Poetry / March 2015 (Issue 27)


Su Sung's Heavenly Clockwork

by Stephen Cloud

Nephew, you never saw it nor will its like appear again on this earth, the
         wonders I saw in my lifetime having vanished;
so now I must tell of the Heavenly Clockwork built by my friend Su Sung,
         himself long dead.
When our Emperor, Son of Heaven, learned the barbarians of the northlands
         possessed a calendar more exact than his, he fined and punished the
         astronomers,
then called upon Su Sung to design a clock more accurate, more beautiful than
         any seen or known before.
Imagine a five-platform pagoda, a bronze armillary sphere, a spinning globe,
         bells, gongs, splashing water, creaking wheels, marching figurines.
I can see it still: on the bell-and-drum floor of the belfry ninety-six jacks tolled
         the quarters: green jacks at dusk, red jacks at dawn.

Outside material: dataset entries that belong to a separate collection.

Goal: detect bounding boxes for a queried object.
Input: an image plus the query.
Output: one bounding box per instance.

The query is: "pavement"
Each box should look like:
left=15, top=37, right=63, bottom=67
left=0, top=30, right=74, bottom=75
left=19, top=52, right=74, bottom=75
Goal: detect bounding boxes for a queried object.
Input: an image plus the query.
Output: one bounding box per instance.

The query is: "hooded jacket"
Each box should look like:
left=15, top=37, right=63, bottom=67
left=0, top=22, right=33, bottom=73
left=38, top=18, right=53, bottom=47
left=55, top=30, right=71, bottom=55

Thus did Su Sung’s wondrous art interpret the will of heaven.

“Heavens move without ceasing,” Su Sung told me, “and thus will the clock’s
         water flow, pouring evenly,
the rotation of heavens and machine meshing almost perfectly, only the
         slightest flaw to thwart hubris and account for retrograde truths.”

Thirteen years Su Sung laboured on his clockwork; bell-ringing jacks and water
         wheels marked passage of four more; then the Son of Heaven died.
To secure his domain, our new Emperor declared all calendars faulty and
         ordered new clockworks to keep the imperial year.
We no longer saw Su Sung’s face in court; his clockwork became a quarry for
         vandals.
 
Nephew, nothing endures for long in this changeable world. Time is a rushing river,
         and all things succumb to its powerful flow.